01:36Et il y a eu des cas en Espagne, on a fait exactement comme en France.
01:40Emmanuel Ducroux est avec nous sur l'antenne d'Europe 1, il est 16h39.
01:44Où ai-je été visiblement prendre cette info qui était fausse,
01:48que lorsqu'on est vacciné, ça posait un problème de normes vis-à-vis de l'Union Européenne
01:53et les exportations n'étaient pas possibles ?
01:56Sans doute ai-je mal intégré une information qui était dans l'air.
01:59Pourquoi il y a eu confusion dans ce que je disais Emmanuel Ducroux ?
02:02Alors, il n'y a pas d'intérêt...
02:04Ce n'est pas une question européenne, Pascal.
02:07C'est une question mondiale d'échange d'animaux.
02:10Cette maladie, elle est grave.
02:11Aucun pays n'a envie de l'avoir sur son sol quand il ne l'a pas.
02:16Et donc, quand vous vaccinez vos animaux,
02:19vous avez une période assez longue où on ne sait pas
02:22si votre cheptel est indemne de la maladie
02:25ou s'il a des anticorps vaccinaux.
02:28Ça, c'est le temps que tous les animaux soient vaccinés.
02:31Les vétérinaires qui ont tenu une conférence ce matin
02:34expliquent qu'ils ne savent pas, avec les moyens techniques actuels,
02:39les PCR, et vu comme elle est, cette maladie,
02:41qui ne se détecte pas souvent dans le sang,
02:44on ne peut pas savoir pendant un laps de temps.
02:48Et donc, il y a des pays qui préfèrent fermer leurs importations
02:51de produits français.
02:53Par exemple, Pascal, et c'est important que vos auditeurs le sachent,
02:57en ce moment, le Canada, la Grande-Bretagne,
03:01ont fermé leurs importations aux produits lait cru français.

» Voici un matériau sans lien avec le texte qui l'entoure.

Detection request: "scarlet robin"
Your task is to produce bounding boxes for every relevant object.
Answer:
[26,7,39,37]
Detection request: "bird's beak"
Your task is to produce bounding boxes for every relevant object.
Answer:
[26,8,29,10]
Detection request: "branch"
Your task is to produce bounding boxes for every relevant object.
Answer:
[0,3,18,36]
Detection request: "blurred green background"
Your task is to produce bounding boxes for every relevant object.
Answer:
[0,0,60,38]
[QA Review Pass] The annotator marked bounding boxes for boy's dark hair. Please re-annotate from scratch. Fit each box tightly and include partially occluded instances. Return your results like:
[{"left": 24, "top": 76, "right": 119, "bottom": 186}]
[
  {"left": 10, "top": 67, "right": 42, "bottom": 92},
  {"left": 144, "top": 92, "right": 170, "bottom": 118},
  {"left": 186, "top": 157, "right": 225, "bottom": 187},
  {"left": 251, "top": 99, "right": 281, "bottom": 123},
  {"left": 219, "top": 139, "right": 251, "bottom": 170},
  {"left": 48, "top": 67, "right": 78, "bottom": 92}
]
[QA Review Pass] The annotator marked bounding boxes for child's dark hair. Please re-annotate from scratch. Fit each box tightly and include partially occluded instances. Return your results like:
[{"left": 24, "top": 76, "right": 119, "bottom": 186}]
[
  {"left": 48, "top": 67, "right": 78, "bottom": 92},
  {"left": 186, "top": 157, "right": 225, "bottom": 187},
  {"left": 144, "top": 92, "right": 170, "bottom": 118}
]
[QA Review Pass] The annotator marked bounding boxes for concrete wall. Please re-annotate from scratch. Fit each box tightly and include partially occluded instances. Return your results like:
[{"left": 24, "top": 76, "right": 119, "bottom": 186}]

03:07Ce n'est pas l'Europe.
03:08Non mais j'entends bien, donc j'avais bien saisi cette information,
03:13pas aussi précisément que vous nous la détaillez à l'instant,
03:16c'est que la vaccination était un frein,
03:19pouvait être un frein à l'exportation,
03:21et voilà une des raisons.
03:23Pendant plusieurs mois.
03:25Voilà, exactement.
03:25Et ça veut dire des très lourds impacts économiques pour les Chiliens.
03:28Bien sûr, donc je comprenais.
03:30Je vais vous donner un petit coup d'oeuf, Pascal.
03:32Donc quand Madame Geneviève...
03:32Si on n'exporte plus de...
03:34Attendez, Pascal, c'est important qu'on se tache.
03:36Si on n'exporte plus de bovins vivants français
03:38pendant 14 mois après la fin de la vaccination,
03:42ça coûte 2 milliards aux éleveurs français.
03:47Oui, j'entends bien.
03:47Donc c'est-à-dire que Madame Geneviève,
03:49qui dit qu'il faut vacciner aujourd'hui,
03:50tout le monde dit qu'il faut vacciner,
03:52mais manifestement, la vaccination va mettre en péril.
03:55Alors ce n'était pas l'Union européenne,
03:56c'était d'autres pays qui n'acceptaient pas.
03:58Non, alors attendez, je vais faire un point.
04:00Madame Geneviève ne dit pas qu'il faut vacciner tout le pays.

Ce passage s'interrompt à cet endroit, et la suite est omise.